Gentlemen’s agreements: time to reassess
Gentlemen’s agreements seem like a quaint idea when billions of dollars are up for grabs, yet, bafflingly, the capital markets continue relying on them. It’s time to stop assuming borrowers will blindly do what financiers want when there is a cheaper, easier or more sensible option for treasuries to take.
This week, UK utility SSE announced it had amended and extended a £1.3bn loan facility to add sustainability-linked margins and stretch the maturity from July 2022 to March 2024. SSE had previously exercised a pair of one year extension options on the undrawn facility to push the deadline out from 2020.

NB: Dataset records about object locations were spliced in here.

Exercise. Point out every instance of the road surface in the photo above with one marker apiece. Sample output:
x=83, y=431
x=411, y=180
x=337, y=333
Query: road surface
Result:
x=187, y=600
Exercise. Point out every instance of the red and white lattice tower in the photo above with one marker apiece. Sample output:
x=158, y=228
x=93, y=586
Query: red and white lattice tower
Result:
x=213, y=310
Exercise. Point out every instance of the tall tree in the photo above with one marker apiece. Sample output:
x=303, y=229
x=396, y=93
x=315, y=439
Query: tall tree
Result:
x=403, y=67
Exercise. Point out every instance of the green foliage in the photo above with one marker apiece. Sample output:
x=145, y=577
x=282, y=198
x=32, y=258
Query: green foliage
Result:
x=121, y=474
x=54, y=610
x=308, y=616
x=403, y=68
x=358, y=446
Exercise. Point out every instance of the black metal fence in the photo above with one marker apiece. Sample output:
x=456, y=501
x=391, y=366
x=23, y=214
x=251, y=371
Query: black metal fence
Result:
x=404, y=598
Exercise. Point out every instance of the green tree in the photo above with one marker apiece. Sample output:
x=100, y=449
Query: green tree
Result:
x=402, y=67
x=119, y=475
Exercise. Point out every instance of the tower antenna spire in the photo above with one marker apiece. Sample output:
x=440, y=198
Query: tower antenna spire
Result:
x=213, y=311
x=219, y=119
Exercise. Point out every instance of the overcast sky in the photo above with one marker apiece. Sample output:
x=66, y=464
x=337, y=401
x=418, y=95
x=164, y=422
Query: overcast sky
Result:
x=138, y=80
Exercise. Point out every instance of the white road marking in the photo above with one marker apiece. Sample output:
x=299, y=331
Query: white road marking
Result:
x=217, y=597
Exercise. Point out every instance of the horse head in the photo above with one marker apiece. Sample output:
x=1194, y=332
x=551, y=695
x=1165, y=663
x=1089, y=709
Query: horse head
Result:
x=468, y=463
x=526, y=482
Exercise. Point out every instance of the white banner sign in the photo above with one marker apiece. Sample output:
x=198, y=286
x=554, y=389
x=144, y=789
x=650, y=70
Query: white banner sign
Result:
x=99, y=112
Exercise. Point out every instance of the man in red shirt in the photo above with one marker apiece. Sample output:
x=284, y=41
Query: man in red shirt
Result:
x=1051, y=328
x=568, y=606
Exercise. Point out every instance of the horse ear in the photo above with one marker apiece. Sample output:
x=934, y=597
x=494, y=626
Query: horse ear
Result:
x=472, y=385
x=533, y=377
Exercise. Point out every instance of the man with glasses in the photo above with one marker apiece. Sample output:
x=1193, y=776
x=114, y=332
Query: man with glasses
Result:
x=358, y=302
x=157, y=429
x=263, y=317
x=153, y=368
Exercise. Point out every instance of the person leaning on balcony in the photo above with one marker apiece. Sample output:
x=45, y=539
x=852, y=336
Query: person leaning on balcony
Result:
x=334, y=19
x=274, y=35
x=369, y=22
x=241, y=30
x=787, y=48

The unwritten rule in the EMEA loan market — at least as far as bankers’ wishful thinking goes — is that if a loan is near the end of its maturity, the done thing is for borrowers to undertake a full, fee-paying refinancing rather than an A&E. The latter are much cheaper, and consequently far more maligned by many bankers.
SSE did not do that. But why would it? The 2019 loan market, just like last year, is so far characterised by a severe shortage of deals. Borrowers are benefiting from banks falling over themselves to lend. Even in a banker’s wildest dreams, it would be a stretch to imagine a treasury official explaining to his or her CFO that the company could have got cheaper financing, but really wanted to do its banks a favour and pay more fees.
And despite many senior bankers across London privately complaining about how much they dislike A&Es, 26 banks agreed to SSE’s amend and extend. Just one dropped out of the facility, for a reason that has not been made public.
The wide-ranging support for SSE’s deal does not suggest there will be much, if any, reputational fallout among lenders from a company pushing its banks to break any supposed gentlemen’s agreements incorrectly assumed to be in place.
One could be forgiven for believing that these kinds of unwritten agreements are limited to the loan market, where relationships ostensibly take on a much higher importance than they do for the faceless investors filling a bond order book. But unwritten rules permeate the capital markets.
Most significantly, Santander went against a gentlemen’s agreement earlier this year when it became the first bank not to call an Additional Tier 1 capital bond.
What SSE did was simply undertake a course of action that was cheapest, quickest and met very little resistance from its banks. It is absurd that anyone would think a sensible borrower would have done anything else.